063 - Low T Is a Red Flag! Not Just a Hormone Problem
In tactical professions, we often hear about testosterone through the lens of performance, muscle, or aging. But what if low T wasn’t just a hormone issue, but a biomarker of systemic dysfunction?
This peer-reviewed article reframes functional hypogonadism not as a standalone condition, but as a clinical red flag, a marker that deeper metabolic and chronic disease processes may be underway.
For tactical athletes, coaches, and rehab professionals, this demands a shift in how we assess, screen, and respond to low testosterone.
What They Found:
This clinical review outlines the pathways of testosterone production and the difference between functional and pathological hypogonadism.
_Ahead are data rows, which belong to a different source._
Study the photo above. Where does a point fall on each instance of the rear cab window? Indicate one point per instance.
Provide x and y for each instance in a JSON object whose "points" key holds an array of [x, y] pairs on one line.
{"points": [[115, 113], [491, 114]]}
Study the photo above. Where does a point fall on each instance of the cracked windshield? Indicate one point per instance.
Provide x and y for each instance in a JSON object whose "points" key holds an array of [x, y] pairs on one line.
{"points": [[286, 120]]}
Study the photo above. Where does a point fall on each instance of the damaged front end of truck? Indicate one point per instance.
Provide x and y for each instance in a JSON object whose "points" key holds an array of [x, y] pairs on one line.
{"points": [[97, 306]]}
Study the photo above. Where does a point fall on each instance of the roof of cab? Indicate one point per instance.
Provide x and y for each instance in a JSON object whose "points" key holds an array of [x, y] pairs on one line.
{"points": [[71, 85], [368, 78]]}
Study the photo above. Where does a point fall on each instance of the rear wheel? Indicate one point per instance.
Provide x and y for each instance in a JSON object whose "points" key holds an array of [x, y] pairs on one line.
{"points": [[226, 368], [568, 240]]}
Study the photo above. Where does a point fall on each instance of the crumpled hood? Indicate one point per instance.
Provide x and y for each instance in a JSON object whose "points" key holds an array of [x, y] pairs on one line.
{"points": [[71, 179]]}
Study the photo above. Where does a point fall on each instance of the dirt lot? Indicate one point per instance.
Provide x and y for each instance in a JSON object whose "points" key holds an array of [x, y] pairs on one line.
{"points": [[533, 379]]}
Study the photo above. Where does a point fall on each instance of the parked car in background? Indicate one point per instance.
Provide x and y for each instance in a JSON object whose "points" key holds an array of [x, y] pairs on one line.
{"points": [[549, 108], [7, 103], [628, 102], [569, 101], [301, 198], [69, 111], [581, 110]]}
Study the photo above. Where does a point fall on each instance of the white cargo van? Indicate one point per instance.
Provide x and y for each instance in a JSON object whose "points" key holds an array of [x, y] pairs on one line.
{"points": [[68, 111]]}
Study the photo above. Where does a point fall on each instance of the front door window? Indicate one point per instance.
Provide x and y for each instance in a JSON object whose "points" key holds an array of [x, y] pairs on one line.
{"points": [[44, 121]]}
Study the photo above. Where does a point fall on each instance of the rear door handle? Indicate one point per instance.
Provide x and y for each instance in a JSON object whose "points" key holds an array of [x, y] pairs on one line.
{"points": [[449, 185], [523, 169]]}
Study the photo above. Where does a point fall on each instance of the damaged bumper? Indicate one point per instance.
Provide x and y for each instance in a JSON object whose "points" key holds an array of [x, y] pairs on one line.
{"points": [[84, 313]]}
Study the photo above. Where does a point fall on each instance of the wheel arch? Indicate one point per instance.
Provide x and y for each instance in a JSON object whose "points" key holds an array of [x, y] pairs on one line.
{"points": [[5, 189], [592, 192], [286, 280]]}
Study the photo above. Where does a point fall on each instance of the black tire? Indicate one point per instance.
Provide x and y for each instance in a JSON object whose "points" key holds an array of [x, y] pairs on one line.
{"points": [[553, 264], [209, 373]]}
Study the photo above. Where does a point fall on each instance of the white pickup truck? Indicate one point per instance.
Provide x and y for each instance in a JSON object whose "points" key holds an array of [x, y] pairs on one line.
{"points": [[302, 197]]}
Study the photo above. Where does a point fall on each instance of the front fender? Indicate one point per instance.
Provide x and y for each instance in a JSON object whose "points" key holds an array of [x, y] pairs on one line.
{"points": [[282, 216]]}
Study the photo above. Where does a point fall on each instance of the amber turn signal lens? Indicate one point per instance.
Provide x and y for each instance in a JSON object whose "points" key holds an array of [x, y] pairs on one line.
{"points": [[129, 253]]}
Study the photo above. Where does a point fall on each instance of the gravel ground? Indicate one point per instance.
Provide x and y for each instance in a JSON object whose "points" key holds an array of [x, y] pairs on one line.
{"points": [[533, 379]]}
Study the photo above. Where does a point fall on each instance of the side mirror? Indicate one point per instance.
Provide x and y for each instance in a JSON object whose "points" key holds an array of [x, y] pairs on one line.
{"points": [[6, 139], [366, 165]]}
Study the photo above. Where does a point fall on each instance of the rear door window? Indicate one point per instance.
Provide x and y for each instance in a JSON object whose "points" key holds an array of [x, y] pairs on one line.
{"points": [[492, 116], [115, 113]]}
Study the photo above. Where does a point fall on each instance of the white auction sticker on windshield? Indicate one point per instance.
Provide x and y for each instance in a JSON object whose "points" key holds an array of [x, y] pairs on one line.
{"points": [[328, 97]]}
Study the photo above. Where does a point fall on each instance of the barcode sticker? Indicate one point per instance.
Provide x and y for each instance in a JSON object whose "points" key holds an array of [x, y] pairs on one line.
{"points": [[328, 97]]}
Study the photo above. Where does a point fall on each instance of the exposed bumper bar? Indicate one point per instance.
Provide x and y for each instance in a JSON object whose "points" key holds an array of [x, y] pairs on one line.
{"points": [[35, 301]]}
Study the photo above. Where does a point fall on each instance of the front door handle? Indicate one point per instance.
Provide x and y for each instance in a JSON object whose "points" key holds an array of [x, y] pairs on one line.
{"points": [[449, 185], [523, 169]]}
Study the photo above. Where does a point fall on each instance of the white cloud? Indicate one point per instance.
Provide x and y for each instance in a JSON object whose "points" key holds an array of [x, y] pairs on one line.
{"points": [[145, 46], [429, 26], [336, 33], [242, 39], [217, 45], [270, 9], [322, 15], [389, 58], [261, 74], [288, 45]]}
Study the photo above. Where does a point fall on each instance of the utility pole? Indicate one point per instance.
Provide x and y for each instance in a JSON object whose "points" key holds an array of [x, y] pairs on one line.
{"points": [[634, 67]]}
Functional hypogonadism refers to low serum testosterone without a structural problem in the hypothalamic-pituitary-testicular (HPT) axis. Instead, it’s driven by reversible lifestyle and metabolic factors, most notably visceral obesity, inflammation, insulin resistance, and chronic disease. Key points:
Visceral fat and insulin resistance suppress testosterone production centrally (via GnRH) and peripherally (via SHBG dynamics).
Low T is reversible with weight loss, improved nutrition, and behavior change.
Measuring testosterone alone is insufficient; SHBG, LH, and prolactin should also be assessed.
Aging alone doesn’t cause a significant T drop unless compounded by poor health or obesity.
Common triggers: opioids, excess alcohol, inactivity, high-carb diets, sleep deprivation, and chronic inflammation.
What This Means:
For tactical professionals, low testosterone isn’t just about energy or libido; it’s a diagnostic signal of cardiometabolic strain. This article reframes low T as an opportunity for early intervention. It’s not just a hormone to replace, it’s a system to investigate. From a readiness standpoint, addressing functional hypogonadism means restoring the internal terrain, reducing disease risk, improving recovery, and supporting long-term performance.
Tactical Implications:
Screen Beyond Testosterone: Evaluate LH, SHBG, prolactin, and metabolic markers when T is low, don't isolate the hormone.
Treat the System, Not the Symptom: Functional hypogonadism is reversible through lifestyle change—don’t jump to exogenous T first.
Use Waist Circumference, Not BMI: Visceral fat is the key risk, not overall size. Focus your assessments accordingly.
Embed Metabolic Education into Your Practice: Teach athletes and operators that low T is often a health performance issue, not a supplement problem.
Questions To Consider:
How often do you screen for underlying metabolic risk when testosterone is low?
Are you using anthropometrics (waist circumference, body comp) or relying too much on BMI?
Do your training programs prioritize sleep, nutrition, and inflammation management alongside strength?
What’s your process for flagging when "low T" is a symptom, not the diagnosis?
Could your tactical pipeline be improved by making functional hormone assessment part of annual readiness checks?
Wittert G. Understanding functional hypogonadism: Serum testosterone as a marker of chronic disease and cardiometabolic risk in men. Endocrinology Today. 2022;11(4):24-30.